SparkBWT is a tool for calculating the Burrows-Wheeler transform (BWT) on Apache Spark Framework.
The application has been developed using maven, the main languages are java and scala. To improve the performance it has been used C/C++ languages too, integrated through JNI. In the development of the application was used the framework Apache Spark.
The source code is the src folder.

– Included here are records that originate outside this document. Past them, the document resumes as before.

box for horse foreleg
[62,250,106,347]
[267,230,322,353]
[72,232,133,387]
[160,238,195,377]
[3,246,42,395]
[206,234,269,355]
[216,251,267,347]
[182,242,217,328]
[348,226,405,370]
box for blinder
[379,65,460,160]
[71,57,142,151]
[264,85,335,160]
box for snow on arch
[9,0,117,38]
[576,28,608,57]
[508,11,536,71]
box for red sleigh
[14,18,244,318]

Inside there are the main folder that contains the code for the application and the test folder that contains the code for testing the classes in main folder.
In src/main we can find:
- java contains the JNI glue code and the code for CLI.
- native contains the native code, that is the c++ procedure for sorting based on Radix-Sort algorithm
- scala contains the implementation of the algorithm in Apache Spark..
The building of the project can be made automatically with maven, but this requires that the following tools are installed in the system:
make
g++
For building in Windows environment you have to use MinGW and CMake.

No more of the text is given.